Posted: 11/01/2012 12:31 pm

Here's some of what's being said about this campaign -- from a public opinion perspective -- as we enter its final few days: Gallup leans too Republican. Ohio and Iowa polls have too many Democrats. Obama can't be winning if Independents are going with Romney by double digits. The national numbers and the state polls are telling two different stories. All of the above are probably true. But instead of creating confusion, our sense is that it's leading to some clarity. With five days to go before the election, it is now pretty clear that -- barring a destabilizing external event -- Mitt Romney will likely win the national popular vote for president. The only remaining question is whether the president's Midwest firewall will hold and give him an Electoral College victory.

More than anything else, we strongly believe in three predictive indicators, all of which suggest that the president will lose the popular vote. First is his current vote share, which stands at approximately 47-47.5 percent. Incumbents rarely improve on their final poll numbers by more than one or two points, putting Obama at approximately 48-49 percent on Election Day.

Second, Romney has more than a 10-point lead among Independents nationally and in most key swing states. Our average of national polls fielded over the last two weeks shows Romney with a 14-point lead among Independents. For context, that's a full six points better than Obama's eight-point advantage over McCain in 2008. The Ohio poll average shows Romney with an eight-point lead among Independents. The only outlier in the below chart is Kerry's 19-point win among Independents in 2004 (something that may be attributable to "quirky" exits that year).

2012-11-01-Historictrend.jpg


It is highly unlikely that the president can win this election if he is losing Independents by double digits. And there aren't any indicators suggesting that Democrat turnout will be large enough to compensate for that.

Which leads to the third point: voter enthusiasm and energy is with the GOP. A recent Pew poll had Republicans with a 14-point lead over Democrats in terms of vote likelihood.

Put these three elements together -- Obama's current vote share, Romney's lead among Independent voters and overall GOP enthusiasm -- and it strongly suggests that Romney will win the popular vote. But if you want some more empirical data... here you go.

Using a regression equation, we were able to produce a model trend and project Romney's vote share out to election day. As of today, the model trend says that Romney is +1.9 percent. Tomorrow he would be +2.2 percent. Friday is +2.5 percent. The intercept is almost exactly +3.5; in other words, the below model suggests that Romney will win the popular vote by 3.5 points. Now let's assume this trend flattens a bit because of Super Storm Sandy. Our current estimate (which we will update next Tuesday morning) suggests that Romney will capture 51 percent of the popular vote to Obama's 48.5 percent. The trend line-based on 26 national polls conducted over the last 30 days --is both unmistakable and virtually unassailable.

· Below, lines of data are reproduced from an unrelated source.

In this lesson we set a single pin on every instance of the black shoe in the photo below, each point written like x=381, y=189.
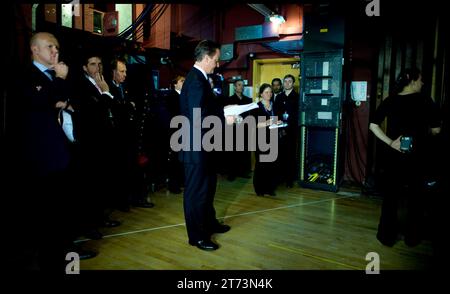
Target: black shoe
x=109, y=223
x=246, y=176
x=207, y=245
x=412, y=240
x=386, y=241
x=221, y=229
x=124, y=208
x=82, y=253
x=94, y=234
x=144, y=204
x=175, y=190
x=86, y=254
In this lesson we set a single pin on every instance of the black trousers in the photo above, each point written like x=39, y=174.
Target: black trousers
x=199, y=191
x=403, y=189
x=265, y=177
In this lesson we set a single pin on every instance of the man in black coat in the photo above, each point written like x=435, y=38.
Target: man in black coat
x=46, y=220
x=125, y=141
x=238, y=162
x=200, y=174
x=286, y=107
x=95, y=132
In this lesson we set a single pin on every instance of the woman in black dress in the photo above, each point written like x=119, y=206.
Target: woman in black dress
x=264, y=178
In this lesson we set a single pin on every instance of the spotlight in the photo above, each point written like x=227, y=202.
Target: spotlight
x=276, y=19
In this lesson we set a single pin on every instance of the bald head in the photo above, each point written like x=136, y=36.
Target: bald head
x=44, y=49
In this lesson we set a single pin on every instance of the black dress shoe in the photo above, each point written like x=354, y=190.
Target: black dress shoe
x=86, y=254
x=124, y=208
x=109, y=223
x=246, y=176
x=82, y=253
x=207, y=245
x=412, y=240
x=175, y=190
x=94, y=234
x=386, y=241
x=221, y=229
x=144, y=204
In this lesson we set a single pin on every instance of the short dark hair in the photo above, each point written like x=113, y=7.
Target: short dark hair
x=289, y=76
x=88, y=55
x=276, y=80
x=115, y=61
x=175, y=80
x=205, y=47
x=263, y=87
x=405, y=77
x=237, y=80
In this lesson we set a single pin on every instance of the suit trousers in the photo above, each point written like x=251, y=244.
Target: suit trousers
x=200, y=187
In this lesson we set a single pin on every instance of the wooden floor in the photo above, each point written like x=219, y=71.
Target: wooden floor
x=297, y=229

2012-11-01-TrendtoPresidentialTrialHeat10312012.jpg

Here is our up-to-the-minute take on the current environment:

  1. Hurricane Sandy helped the president politically, but it is unlikely to alter the election dynamic in any meaningful way. While the storm gave Obama a chance to look and act presidential, its greatest impact was in changing the storyline. What does it say about the president's trend that pundits latched onto this as the 2012 "October Surprise?" Team Romney did all the right things during this disaster and didn't hurt itself politically. And let's also remember that Sandy will have an economic toll, with cost estimates ranging between $30-50 billion. Additionally, Sandy could reduce fourth quarter GDP by half a point.
  2. Team Obama's race to define Romney as an "out of touch elitist" continues to pay off. The most troubling issue for Governor Romney is his perceived inability to understand the plight of average Americans. When Pew asked voters which candidate "connects well with ordinary people," Obama led Romney two-to-one (59 percent to 31 percent). This is hurting Romney everywhere, but it's especially damaging to his chances in Ohio, Iowa and New Hampshire. Again, that early Obama advertising in the spring and summer defined Romney and has continued to pay dividends for Team Obama.
  3. However, Romney's personal image has improved while Obama's has eroded. Romney's favorability rating is now approximately the same as Obama's (49-50 percent). Interestingly, the president's barrage of negative television spots -- while sometimes quite effective -- has taken a toll on his own favorability. The president's unfavorables have risen between five-six points in two months, and are now almost equal to his favorability rating. This represents a dramatic turnaround.
  4. Tomorrow's jobs report will be important. Obama needs some good news here and he may get it. While it is hard to determine what the report's impact will be (since it's being released so late in the game), it has the potential to provide momentum to either candidate.
  5. It appears that Romney is outspending Obama on the air by a two-to-one margin. According to Mark Murray at First Read, team Romney is spending $82.9 million in the final week of the campaign compared to Obama's $44.6 million.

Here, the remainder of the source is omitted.